In 1996 Congress passed legislation prohibiting the award of Social Security disability or SSI benefits on the basis of drug and alcohol abuse. SSA interpreted this new legislation as prohibiting an award of disability benefits only where the person’s inability to work resulted from continuing drug or alcohol abuse. What this means is that you cannot get disability benefits because you continue to abuse drugs or alcohol. In other words, if you are disabled without considering your drug and alcohol abuse, you can still get benefits.
What many people do not know, including many lawyers and judges, is what happens when it is impossible to determine if you would be disabled if you stopped abusing drugs or alcohol. Few people know that Social Security’s official policy is that benefits must be awarded in such situations. Many of the judges who decide these cases have a fundamental misunderstanding on this point. They often believe that they are required to deny benefits in such situations. They are wrong. It is Social Security’s own policy that on the issue of drug and alcohol abuse the benefit of the doubt goes to the person seeking benefits.
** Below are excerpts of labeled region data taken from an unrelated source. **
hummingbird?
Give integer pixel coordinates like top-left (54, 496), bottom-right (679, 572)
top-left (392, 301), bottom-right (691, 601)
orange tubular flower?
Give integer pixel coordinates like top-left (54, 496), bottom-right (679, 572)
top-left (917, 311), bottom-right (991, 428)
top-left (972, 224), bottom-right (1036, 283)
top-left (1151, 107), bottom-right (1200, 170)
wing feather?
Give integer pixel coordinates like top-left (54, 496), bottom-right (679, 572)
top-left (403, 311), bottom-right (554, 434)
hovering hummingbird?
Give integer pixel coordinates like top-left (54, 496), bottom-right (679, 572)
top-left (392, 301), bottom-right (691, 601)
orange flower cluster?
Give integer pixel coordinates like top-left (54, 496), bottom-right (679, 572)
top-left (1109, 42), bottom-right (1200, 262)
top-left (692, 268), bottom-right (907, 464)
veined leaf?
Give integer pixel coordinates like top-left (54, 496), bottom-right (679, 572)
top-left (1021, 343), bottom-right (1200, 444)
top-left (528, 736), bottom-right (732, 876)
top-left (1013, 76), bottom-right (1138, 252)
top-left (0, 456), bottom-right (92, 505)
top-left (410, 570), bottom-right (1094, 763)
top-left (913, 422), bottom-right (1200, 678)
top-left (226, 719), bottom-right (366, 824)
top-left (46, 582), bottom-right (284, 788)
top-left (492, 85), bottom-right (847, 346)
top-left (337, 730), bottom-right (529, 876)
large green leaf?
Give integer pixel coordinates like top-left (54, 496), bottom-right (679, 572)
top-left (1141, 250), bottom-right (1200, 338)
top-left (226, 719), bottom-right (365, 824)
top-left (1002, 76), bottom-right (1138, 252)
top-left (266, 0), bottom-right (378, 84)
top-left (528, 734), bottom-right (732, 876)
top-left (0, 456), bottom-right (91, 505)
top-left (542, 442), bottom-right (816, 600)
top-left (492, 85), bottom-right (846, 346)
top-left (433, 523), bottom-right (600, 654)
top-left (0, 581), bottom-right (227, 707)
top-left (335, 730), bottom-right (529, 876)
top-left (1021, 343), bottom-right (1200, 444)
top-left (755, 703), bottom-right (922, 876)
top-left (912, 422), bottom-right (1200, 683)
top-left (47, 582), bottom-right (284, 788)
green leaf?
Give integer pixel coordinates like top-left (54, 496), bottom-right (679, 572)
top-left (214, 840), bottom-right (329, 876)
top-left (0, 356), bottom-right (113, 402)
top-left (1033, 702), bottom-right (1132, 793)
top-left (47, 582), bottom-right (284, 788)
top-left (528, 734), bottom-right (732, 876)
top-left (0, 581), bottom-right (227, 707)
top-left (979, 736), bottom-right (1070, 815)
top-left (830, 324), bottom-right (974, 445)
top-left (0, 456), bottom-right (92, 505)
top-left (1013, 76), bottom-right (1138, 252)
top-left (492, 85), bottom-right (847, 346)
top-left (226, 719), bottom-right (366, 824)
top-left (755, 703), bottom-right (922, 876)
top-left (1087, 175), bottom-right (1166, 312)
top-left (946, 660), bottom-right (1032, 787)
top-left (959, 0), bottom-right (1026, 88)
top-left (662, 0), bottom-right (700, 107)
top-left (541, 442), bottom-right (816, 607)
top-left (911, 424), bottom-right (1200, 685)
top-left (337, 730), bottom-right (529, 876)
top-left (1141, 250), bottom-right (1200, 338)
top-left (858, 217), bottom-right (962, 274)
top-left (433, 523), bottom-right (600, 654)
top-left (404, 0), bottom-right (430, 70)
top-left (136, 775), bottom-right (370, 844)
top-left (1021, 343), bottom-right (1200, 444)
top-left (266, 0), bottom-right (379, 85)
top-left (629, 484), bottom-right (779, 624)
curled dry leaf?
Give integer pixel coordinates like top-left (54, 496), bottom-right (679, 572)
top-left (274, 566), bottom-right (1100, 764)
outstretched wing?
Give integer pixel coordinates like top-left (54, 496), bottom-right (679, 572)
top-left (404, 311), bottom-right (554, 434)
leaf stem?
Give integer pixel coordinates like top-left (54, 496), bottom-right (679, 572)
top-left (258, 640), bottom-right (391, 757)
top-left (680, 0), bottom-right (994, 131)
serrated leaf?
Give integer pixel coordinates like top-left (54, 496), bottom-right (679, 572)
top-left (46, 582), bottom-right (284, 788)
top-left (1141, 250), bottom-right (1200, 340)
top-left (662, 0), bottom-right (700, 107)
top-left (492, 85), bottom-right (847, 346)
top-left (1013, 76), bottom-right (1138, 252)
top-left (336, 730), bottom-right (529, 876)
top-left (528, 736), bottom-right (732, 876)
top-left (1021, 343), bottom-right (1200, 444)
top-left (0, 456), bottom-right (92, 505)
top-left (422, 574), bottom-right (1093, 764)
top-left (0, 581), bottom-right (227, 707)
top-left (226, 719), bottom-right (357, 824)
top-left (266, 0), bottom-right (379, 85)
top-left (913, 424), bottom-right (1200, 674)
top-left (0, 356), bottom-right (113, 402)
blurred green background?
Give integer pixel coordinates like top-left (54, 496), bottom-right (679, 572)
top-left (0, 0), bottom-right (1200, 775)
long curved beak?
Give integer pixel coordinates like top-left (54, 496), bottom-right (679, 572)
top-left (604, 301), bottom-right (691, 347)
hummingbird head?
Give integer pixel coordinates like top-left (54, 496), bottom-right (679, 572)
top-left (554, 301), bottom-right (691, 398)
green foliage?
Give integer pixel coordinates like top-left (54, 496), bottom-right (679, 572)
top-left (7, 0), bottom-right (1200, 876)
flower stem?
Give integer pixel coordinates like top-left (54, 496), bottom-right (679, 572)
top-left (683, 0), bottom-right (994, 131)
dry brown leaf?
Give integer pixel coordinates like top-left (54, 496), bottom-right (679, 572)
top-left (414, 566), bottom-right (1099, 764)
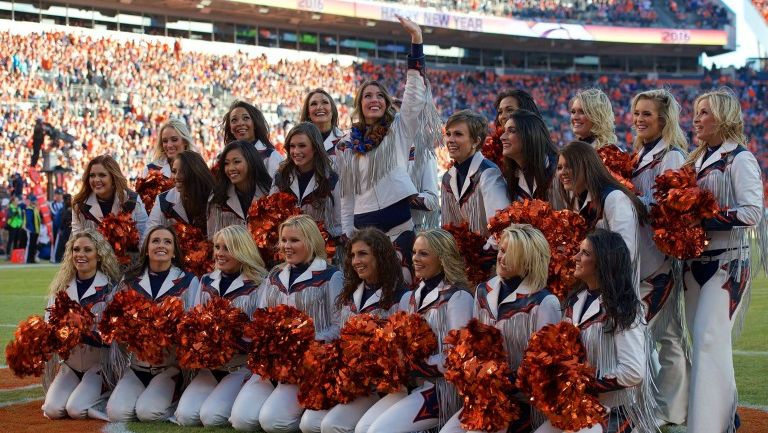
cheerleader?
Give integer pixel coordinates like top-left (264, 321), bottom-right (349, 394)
top-left (440, 224), bottom-right (562, 433)
top-left (440, 110), bottom-right (509, 236)
top-left (270, 122), bottom-right (341, 238)
top-left (683, 89), bottom-right (766, 433)
top-left (336, 16), bottom-right (440, 274)
top-left (42, 229), bottom-right (121, 420)
top-left (536, 229), bottom-right (657, 433)
top-left (557, 141), bottom-right (648, 288)
top-left (207, 141), bottom-right (272, 238)
top-left (355, 229), bottom-right (472, 433)
top-left (221, 101), bottom-right (283, 177)
top-left (306, 228), bottom-right (414, 433)
top-left (72, 155), bottom-right (147, 239)
top-left (147, 150), bottom-right (214, 233)
top-left (302, 88), bottom-right (344, 164)
top-left (250, 215), bottom-right (343, 433)
top-left (501, 110), bottom-right (562, 202)
top-left (632, 89), bottom-right (688, 425)
top-left (571, 89), bottom-right (619, 149)
top-left (141, 119), bottom-right (197, 178)
top-left (107, 226), bottom-right (200, 422)
top-left (176, 225), bottom-right (271, 427)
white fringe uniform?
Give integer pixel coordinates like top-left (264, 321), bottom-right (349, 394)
top-left (632, 138), bottom-right (688, 424)
top-left (175, 270), bottom-right (260, 427)
top-left (42, 272), bottom-right (118, 420)
top-left (355, 281), bottom-right (473, 433)
top-left (255, 258), bottom-right (343, 433)
top-left (683, 142), bottom-right (766, 433)
top-left (440, 276), bottom-right (562, 433)
top-left (107, 266), bottom-right (200, 422)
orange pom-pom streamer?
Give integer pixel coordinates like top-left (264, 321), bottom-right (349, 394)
top-left (136, 170), bottom-right (173, 212)
top-left (488, 199), bottom-right (587, 300)
top-left (99, 212), bottom-right (139, 265)
top-left (176, 297), bottom-right (248, 369)
top-left (516, 322), bottom-right (606, 431)
top-left (651, 166), bottom-right (720, 260)
top-left (244, 305), bottom-right (315, 384)
top-left (445, 319), bottom-right (520, 432)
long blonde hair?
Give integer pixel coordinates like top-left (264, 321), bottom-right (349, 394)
top-left (632, 89), bottom-right (688, 155)
top-left (570, 89), bottom-right (619, 149)
top-left (685, 87), bottom-right (747, 165)
top-left (213, 225), bottom-right (267, 285)
top-left (417, 229), bottom-right (474, 289)
top-left (499, 224), bottom-right (551, 291)
top-left (48, 229), bottom-right (122, 296)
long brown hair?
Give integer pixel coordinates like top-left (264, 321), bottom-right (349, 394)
top-left (336, 228), bottom-right (407, 309)
top-left (560, 141), bottom-right (648, 224)
top-left (72, 155), bottom-right (130, 216)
Now that we know what the law is, what can be done when you have to deal with an adjudicator or judge who does not know the law? This is when it is important to have a knowledgeable Social Security disability attorney who can write a compelling brief correctly stating the law. Just as importantly, if the judge still rules incorrectly, you will need an experienced attorney who is willing to litigate in federal court (which many Social Security disability attorneys do not do). The bottom line is that just because you have a drug or alcohol problem does not mean that you are precluded from receiving disability benefits from the disability law firm. Do not believe it if someone tells you otherwise. At the same time, if you have a history of drug and alcohol use, it would be wise to get an experienced attorney involved in your case early.